Мы с почтением посмотрели на Вонтлуша.
— А что это были за грабители? — спросил я.
— Вечерние грабители, — ответил Вонтлуш. — Шекспира, ради его актерского таланта, часто приглашают на различные вечера, «файфоклоки» и танцульки. Его успехи в обществе и особенно у девчонок вызывают зависть у некультурных элементов, в результате чего Шекспир часто подвергается нападениям и угрозам. Так вот, мне однажды удалось ликвидировать одно из серьезных покушений на его личную неприкосновенность, — откашлявшись, скромно пояснил Вонтлуш Первый.
— Это было очень благородно с твоей стороны, — кисло заметил Засемпа, — только ты зря рассчитываешь на помощь Шекспира. Артисты часто бросают слова на ветер.
— На этот счет вы можете быть спокойны, — уверенно сказал Вонтлуш. — Он ведь сам написал, что мечтает побыстрее уплатить долг благодарности, и еще сегодня утром справлялся, что бы он мог для меня сделать.
— Необыкновенный человек, — сказал я с некоторой горечью, — но нам все же кажется…
Вонтлуш уже не слушал.
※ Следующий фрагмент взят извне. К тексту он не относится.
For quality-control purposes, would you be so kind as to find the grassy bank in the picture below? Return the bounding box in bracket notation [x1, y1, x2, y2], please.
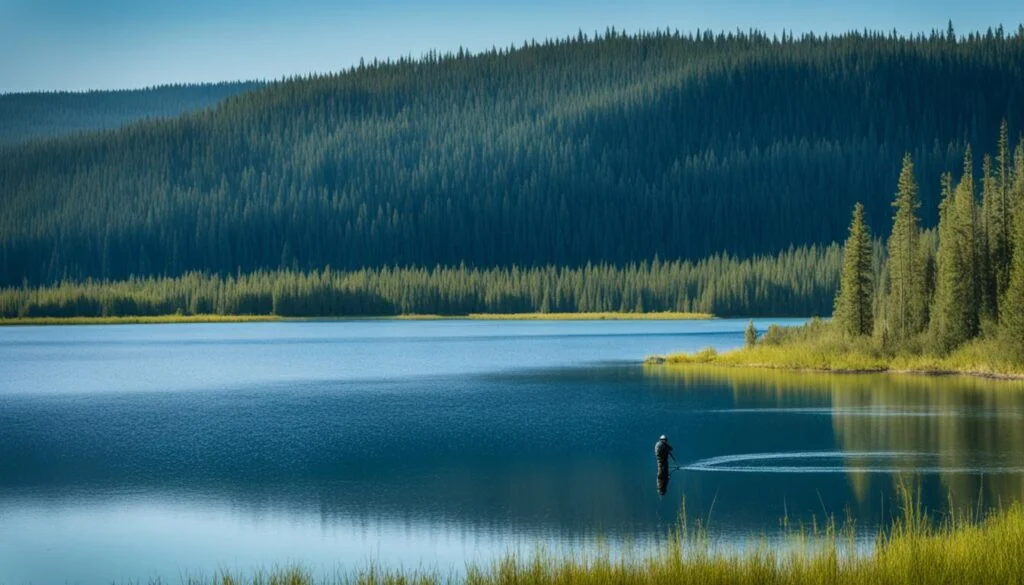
[0, 315, 281, 327]
[647, 320, 1024, 378]
[165, 504, 1024, 585]
[469, 311, 714, 321]
[0, 311, 714, 327]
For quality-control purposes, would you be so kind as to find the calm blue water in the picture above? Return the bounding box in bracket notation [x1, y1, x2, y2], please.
[0, 320, 1024, 584]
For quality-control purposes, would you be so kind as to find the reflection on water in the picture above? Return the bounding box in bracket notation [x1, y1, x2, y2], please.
[645, 367, 1024, 508]
[0, 321, 1024, 585]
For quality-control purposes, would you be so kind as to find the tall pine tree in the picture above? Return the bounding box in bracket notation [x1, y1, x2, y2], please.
[929, 148, 978, 353]
[999, 144, 1024, 361]
[988, 120, 1014, 300]
[834, 202, 874, 336]
[975, 155, 1006, 322]
[884, 153, 928, 341]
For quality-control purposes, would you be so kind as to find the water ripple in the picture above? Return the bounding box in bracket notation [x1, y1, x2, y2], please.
[680, 451, 1024, 474]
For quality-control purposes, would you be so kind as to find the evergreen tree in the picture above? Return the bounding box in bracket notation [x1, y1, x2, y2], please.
[929, 157, 978, 353]
[1000, 144, 1024, 361]
[988, 119, 1014, 301]
[834, 202, 874, 336]
[975, 155, 999, 323]
[743, 319, 758, 347]
[883, 153, 928, 341]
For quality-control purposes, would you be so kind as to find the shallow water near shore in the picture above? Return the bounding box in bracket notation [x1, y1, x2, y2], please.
[0, 320, 1024, 584]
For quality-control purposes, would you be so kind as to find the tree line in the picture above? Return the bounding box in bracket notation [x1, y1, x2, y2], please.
[0, 81, 264, 147]
[0, 244, 842, 318]
[0, 28, 1024, 286]
[835, 123, 1024, 360]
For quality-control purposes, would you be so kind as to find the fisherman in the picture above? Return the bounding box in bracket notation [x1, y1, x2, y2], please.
[654, 434, 679, 479]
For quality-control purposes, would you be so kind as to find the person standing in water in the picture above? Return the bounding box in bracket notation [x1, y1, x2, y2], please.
[654, 434, 679, 484]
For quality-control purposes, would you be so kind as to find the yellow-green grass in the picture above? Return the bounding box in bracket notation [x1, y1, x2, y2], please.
[172, 504, 1024, 585]
[0, 315, 281, 326]
[647, 324, 1024, 378]
[0, 311, 714, 326]
[468, 311, 714, 321]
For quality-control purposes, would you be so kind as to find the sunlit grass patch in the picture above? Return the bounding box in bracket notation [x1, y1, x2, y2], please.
[0, 315, 281, 326]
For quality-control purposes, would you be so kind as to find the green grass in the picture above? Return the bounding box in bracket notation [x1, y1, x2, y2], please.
[0, 312, 714, 327]
[647, 320, 1024, 378]
[469, 311, 714, 321]
[157, 493, 1024, 585]
[0, 315, 281, 326]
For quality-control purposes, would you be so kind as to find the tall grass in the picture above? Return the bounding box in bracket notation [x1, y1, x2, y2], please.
[151, 492, 1024, 585]
[0, 315, 281, 327]
[647, 320, 1024, 377]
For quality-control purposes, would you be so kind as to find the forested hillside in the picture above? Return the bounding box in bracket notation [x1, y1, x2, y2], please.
[0, 82, 263, 147]
[0, 244, 842, 318]
[0, 25, 1024, 285]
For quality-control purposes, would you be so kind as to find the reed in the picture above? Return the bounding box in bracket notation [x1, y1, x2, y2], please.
[167, 492, 1024, 585]
[0, 315, 281, 326]
[646, 320, 1024, 379]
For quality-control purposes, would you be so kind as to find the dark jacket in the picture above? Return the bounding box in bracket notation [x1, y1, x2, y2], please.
[654, 440, 672, 465]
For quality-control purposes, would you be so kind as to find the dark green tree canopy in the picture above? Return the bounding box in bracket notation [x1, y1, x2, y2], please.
[0, 32, 1024, 285]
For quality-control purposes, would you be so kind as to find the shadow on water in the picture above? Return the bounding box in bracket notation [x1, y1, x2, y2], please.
[644, 367, 1024, 520]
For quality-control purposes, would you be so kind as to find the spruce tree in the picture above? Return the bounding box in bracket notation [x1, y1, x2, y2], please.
[1000, 145, 1024, 361]
[988, 120, 1014, 300]
[885, 153, 928, 341]
[743, 319, 758, 347]
[834, 202, 874, 336]
[975, 155, 1006, 321]
[929, 158, 978, 353]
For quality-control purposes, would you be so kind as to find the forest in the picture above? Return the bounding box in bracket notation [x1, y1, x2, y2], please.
[0, 244, 842, 318]
[834, 124, 1024, 364]
[0, 26, 1024, 290]
[0, 82, 263, 148]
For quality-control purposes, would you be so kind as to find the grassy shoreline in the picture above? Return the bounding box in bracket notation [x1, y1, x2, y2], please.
[0, 315, 285, 327]
[159, 504, 1024, 585]
[0, 311, 714, 327]
[645, 321, 1024, 380]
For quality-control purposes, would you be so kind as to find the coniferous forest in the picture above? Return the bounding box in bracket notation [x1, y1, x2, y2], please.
[834, 123, 1024, 361]
[0, 26, 1024, 317]
[0, 82, 263, 147]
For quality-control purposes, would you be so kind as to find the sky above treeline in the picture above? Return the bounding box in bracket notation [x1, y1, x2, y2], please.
[0, 0, 1024, 93]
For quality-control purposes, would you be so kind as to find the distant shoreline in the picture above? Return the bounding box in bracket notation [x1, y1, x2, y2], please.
[644, 356, 1024, 381]
[644, 340, 1024, 381]
[0, 311, 715, 327]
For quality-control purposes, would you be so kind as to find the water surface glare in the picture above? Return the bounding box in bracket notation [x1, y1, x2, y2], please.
[0, 320, 1024, 585]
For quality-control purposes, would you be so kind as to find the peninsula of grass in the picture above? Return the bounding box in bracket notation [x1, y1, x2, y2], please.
[0, 315, 282, 327]
[646, 320, 1024, 379]
[169, 504, 1024, 585]
[0, 311, 714, 327]
[468, 311, 715, 321]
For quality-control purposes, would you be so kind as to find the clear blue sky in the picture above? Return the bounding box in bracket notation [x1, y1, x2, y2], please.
[0, 0, 1024, 92]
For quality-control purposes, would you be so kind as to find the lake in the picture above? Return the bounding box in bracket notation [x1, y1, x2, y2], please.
[0, 320, 1024, 585]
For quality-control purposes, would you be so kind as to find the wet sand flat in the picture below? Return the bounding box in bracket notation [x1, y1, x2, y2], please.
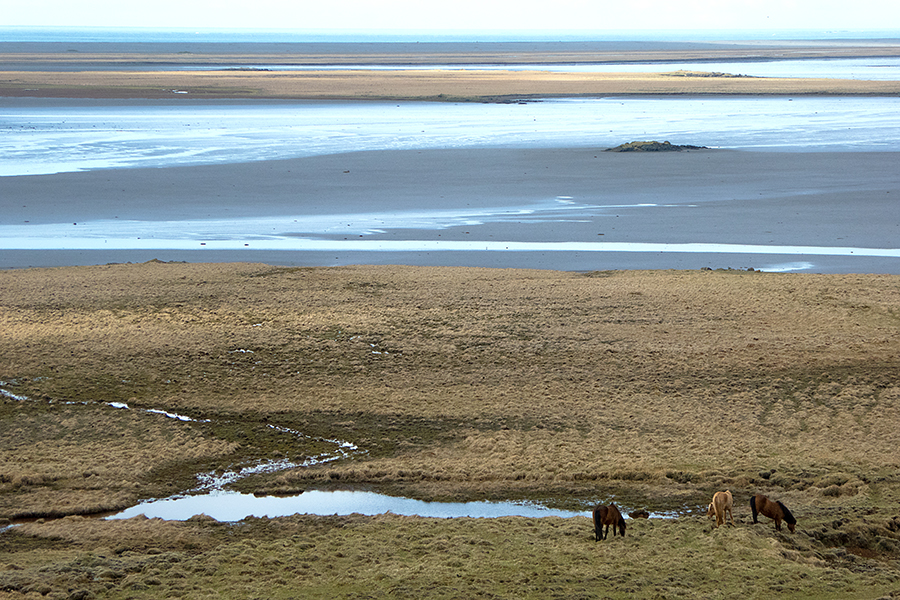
[0, 70, 900, 101]
[0, 41, 900, 100]
[0, 148, 900, 273]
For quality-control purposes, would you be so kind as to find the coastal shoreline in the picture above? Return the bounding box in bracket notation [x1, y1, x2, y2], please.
[0, 148, 900, 273]
[0, 40, 900, 101]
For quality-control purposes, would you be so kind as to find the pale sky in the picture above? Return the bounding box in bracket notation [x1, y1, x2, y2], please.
[0, 0, 900, 32]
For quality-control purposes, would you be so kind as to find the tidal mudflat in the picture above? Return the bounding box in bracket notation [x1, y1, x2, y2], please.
[0, 261, 900, 598]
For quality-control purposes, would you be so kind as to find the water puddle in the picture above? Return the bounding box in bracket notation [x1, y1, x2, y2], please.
[107, 490, 677, 521]
[108, 490, 590, 521]
[0, 381, 677, 521]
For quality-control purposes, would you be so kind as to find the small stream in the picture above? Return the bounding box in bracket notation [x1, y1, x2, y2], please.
[0, 381, 676, 521]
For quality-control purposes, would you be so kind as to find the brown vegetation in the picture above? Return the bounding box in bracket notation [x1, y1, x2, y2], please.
[0, 262, 900, 597]
[0, 69, 900, 101]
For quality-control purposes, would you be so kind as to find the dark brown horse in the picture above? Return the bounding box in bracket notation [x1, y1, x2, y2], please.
[594, 504, 625, 542]
[750, 494, 797, 533]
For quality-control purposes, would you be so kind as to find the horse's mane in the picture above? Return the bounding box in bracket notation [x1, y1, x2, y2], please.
[776, 500, 797, 525]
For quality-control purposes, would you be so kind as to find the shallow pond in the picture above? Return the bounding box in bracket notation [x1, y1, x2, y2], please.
[108, 490, 674, 521]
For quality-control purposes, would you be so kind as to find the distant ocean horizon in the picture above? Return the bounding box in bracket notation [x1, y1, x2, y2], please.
[0, 27, 900, 44]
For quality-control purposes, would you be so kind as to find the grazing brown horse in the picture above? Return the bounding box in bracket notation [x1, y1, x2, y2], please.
[750, 494, 797, 533]
[594, 504, 625, 542]
[706, 490, 734, 527]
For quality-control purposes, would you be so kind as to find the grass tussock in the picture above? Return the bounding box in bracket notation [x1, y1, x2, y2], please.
[0, 262, 900, 598]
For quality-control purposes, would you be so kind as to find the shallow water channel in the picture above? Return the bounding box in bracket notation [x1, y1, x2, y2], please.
[0, 381, 675, 521]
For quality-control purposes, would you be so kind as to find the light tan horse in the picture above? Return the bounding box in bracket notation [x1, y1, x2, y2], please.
[706, 490, 734, 527]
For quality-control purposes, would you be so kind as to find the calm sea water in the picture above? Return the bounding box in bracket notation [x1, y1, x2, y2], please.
[0, 30, 900, 272]
[0, 97, 900, 176]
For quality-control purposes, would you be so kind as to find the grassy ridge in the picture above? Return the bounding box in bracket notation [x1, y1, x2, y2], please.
[0, 262, 900, 598]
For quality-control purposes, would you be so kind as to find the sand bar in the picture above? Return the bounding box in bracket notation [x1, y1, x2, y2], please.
[0, 70, 900, 101]
[0, 40, 900, 101]
[0, 148, 900, 273]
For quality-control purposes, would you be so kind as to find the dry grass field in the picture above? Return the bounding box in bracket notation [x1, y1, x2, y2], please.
[0, 262, 900, 598]
[0, 69, 900, 101]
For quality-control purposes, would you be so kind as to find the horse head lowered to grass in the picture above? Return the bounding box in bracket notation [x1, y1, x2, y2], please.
[594, 503, 625, 542]
[706, 490, 734, 527]
[750, 494, 797, 533]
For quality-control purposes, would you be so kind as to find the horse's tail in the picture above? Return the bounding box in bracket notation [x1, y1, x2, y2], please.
[776, 500, 797, 525]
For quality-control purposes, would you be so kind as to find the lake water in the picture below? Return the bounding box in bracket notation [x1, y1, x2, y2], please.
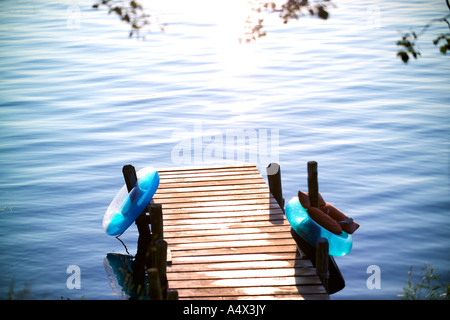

Махнув рукой, он побежал за Шекспиром. Я хотел было его удержать, но не успел я сделать и нескольких шагов, как он сам резко обернулся, так что мы столкнулись головами.
— Простите, друзья, — сказал Вонтлуш, держась за шишку на голове, — но вас, вероятно, поразил мой неожиданный уход или, вернее, возвращение с полпути, но дело в том, что я опять забыл. Маленькое помутнение рассудка.
— О чем ты забыл?
— Получить гонорар.
— А не рано ли ты его требуешь?
— Я не хотел бы этого делать в присутствии коллеги Лепкого. Это дело весьма деликатное. Кроме того, я побаиваюсь, что Лепкий был бы недоволен, что я торгую средством. Я скажу ему, что раскрыть секрет средства меня склонила сердечность, то есть сердечность, проявленная вами по отношению ко мне. Не кажется ли вам, что так будет лучше? Как-то более благородно и поэтично?
— Пожалуй, — ответил Засемла и, немного поколебавшись, вытащил кошелек и вручил Вонтлушу деньги в сумме сорока семи злотых и десяти грошей. — Только запомни: в случае, если Шекспир откажется раскрыть секрет средства или, что еще хуже, попытается отомстить нам, сумма подлежит возврату. Кроме того, тебе придется доплатить нам десять процентов за потерю времени и моральный ущерб. В случае же, если Шекспиру удастся отомстить и он нанесет нам телесные повреждения, ты уплатишь штраф в сумме одной сотни.
— Я, правда, не совсем понимаю, в чем тут дело, — сказал Вонтлуш, — но пускай будет по-вашему.
После такого заявления мы решили, что соглашение можно считать заключенным, и Вонтлуш побежал за Юлиушем Лепким.
Но не успел он скрыться, как нас начали одолевать сомнения в правильности нашего поступка, а главное, мы боялись встречи с Шекспиром.
— На чем мы строим наши планы? — обеспокоенно заметил Пендзель. — На бредовых мыслях экс-боксера, который настолько впал в кретинизм в результате удара в челюсть, что даже стал писать стихи.
— Погоди-ка, Чамча, — вдруг обратился ко мне Слабый, — а откуда ты сразу добыл столько рифм?
Я смутился.
— Я ведь тоже пишу стихи, — признался я стыдливо и вместе с тем мужественно.